Modeling Principles

Our guiding research principles have helped us define a very special research flavor within the presently popular areas of Data Science and Machine Learning. As chemical engineers, we believe such domain knowledge should not be wasted in the rush to develop advanced regression algorithms.  After a lot of thought, we have come to believe the Machine Learning (ML) or Statistical Learning (SL) is very little more than a set of very sophisticated regression or classification algorithms.  We also have been substantially influenced by a distinguished computer scientist, Leslie Valiant.  He is the author of the book “Probably, Approximately Correct” (Basic Books, 2013 New York).  In the first chapter of the book, he distinguishes problems as theoryful and theoryless. Theoryfull problems are the ones for which there is, in principle, an underlying physicochemical theory, possibly expressed in some quantitative mathematical way that can explain the studied problem.  The movement of celestial bodies or the time evolution of a chemical reaction in a pharmaceutical process are examples of theoryful problems.  He contrasts this to the set of problems that lack such a scientific underpinning and call this class theoryless.  He states:

“…  In contrast, the vast majority of human behaviors look theoryless. Nevertheless, these behaviors are often highly effective. These abundant theoryless behaviors still lack a scientific account and it is these that this book addresses …”

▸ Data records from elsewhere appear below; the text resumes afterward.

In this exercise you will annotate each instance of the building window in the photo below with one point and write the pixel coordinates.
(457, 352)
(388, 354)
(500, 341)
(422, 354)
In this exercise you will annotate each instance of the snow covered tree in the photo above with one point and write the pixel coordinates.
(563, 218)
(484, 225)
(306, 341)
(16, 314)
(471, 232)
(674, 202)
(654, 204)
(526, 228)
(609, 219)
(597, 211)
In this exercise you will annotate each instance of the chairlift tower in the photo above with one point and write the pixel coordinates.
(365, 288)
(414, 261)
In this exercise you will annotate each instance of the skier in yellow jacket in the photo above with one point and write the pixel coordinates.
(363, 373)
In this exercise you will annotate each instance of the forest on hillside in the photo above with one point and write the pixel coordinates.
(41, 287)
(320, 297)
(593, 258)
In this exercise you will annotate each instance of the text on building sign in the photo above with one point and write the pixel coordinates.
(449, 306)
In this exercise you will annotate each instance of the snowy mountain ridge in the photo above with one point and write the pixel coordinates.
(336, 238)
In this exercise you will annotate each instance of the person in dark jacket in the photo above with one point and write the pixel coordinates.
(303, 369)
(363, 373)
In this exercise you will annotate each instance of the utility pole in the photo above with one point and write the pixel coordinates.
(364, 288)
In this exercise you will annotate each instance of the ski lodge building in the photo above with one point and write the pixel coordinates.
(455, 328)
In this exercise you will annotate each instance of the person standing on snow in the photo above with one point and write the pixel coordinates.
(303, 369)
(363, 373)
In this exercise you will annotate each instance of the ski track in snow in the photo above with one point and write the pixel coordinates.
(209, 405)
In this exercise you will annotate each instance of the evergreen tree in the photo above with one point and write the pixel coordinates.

An example of a theoryless problem is the selection of retirement investments by someone who is not trained in investment banking. Another theoryless problem is the one faced for a particular TV manufacturer who wishes to find out the likelihood that the owner of a particular automobile brand will buy one of this company’s TV models. 

Most research problems in the area of Process Systems Engineering are theoryful.  However, we might not presently possess all the knowledge necessary to postulate a knowledge-driven model that encapsulates the underlying theory for such processes.   Thus, we turn our attention to the use of techniques and tools, or more generally to algorithms, that have been developed for theoryless problems.  We then develop Data-Driven models to represent the input-output behaviors of our process not necessarily paying attention to whether this is a distillation column, chemical reactor, or heat exchanger.  This is convenient but sinful, as we waste our partial knowledge of the process; for example, that it is a reactor and not a distillation. Thus, a blind application of the Data Science and Machine Learning algorithms should not be our ultimate aim. We should aim to modify such theoryless algorithms so that we can utilize our partial knowledge of the inner workings of our theoryful processes.